Every day I take walks in the fresh air with my sons, prepare healthy meals for them, bathe them in a clean bathtub, and put cream on my broken knees. Together we draw and collect chestnuts for crafts, go to the zoo and feed the birds on the street.

I always listen to my children - they can talk about their experiences, they cry calmly in my arms, they bring me their secrets. The eldest son can always ask me any question, and I do not turn gray from horror and shame, I find words that I can use to explain everything to him.

Today I saw my youngest son crying from fatigue. For 40 minutes I held the kicking child in my arms and stroked his hair until he fell asleep.

Happiness is in the little things

Many mothers simply do not notice and often devalue those ordinary, but such important things that they do every day for their children. But how each of us loves to delve into our own mistakes!

Every day I do little maternal feats that I have always considered insignificant. But it is in these little things that the children’s happy childhood lies.

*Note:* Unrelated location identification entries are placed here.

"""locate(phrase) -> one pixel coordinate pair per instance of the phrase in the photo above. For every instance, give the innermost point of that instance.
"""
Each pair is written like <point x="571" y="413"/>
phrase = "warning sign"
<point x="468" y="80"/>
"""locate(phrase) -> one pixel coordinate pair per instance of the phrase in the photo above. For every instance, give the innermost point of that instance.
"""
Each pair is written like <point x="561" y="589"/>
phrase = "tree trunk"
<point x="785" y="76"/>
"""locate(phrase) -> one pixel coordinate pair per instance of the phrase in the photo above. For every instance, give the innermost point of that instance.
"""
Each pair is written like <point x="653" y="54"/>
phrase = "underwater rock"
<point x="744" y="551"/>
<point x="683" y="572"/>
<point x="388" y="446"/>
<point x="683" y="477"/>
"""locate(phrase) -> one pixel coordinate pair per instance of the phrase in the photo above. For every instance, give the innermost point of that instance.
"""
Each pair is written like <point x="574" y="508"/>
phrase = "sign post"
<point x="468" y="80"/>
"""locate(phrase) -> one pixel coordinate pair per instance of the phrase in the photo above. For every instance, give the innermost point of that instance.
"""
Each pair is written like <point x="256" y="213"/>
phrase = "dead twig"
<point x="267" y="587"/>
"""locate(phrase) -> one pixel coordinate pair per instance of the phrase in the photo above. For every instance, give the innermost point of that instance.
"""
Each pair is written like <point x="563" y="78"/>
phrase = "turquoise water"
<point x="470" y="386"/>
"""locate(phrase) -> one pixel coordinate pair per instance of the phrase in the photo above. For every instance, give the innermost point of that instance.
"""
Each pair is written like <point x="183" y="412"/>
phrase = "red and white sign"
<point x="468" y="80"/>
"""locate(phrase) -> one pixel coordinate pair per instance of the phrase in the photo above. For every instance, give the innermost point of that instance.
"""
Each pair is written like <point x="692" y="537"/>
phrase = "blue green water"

The smell of freshly baked pancakes in the morning and playing with cubes in the evening, hands that will hug and regret when it hurts. I help them understand their feelings and explore the world around them. My little ones called me “healing mother”, because every time they hurt, one touch of mine will soothe the tears. Just one touch of mine heals their physical and mental wounds!

You can endlessly blame yourself and blame yourself for something. But if each of us learns to notice and appreciate the things that he does for his children every day, this will become a true salvation.

Notice how every morning you get up and do a lot of feats for the little ones, just love them and live for them. No need to strive to be like others, try to imitate some example.

Our love and care for children is unique and it is so beautiful. This is what makes you feel alive. I allow myself to be real, to experience life to its fullest, and I teach this to my sons.

  • 10 ways to get rid of the complex "I'm a bad mom"
  • 10 things mom shouldn't blame herself for
  • 12 things every mom is ashamed of
  • There are no perfect mothers, or the secrets of French parenting

Women's environment with Yana Kataeva: What to do with the feeling that I'm a bad mother? How to get rid of guilt?

Watch the video: The SCARY STORY About THE BAD MOTHER (May 2024).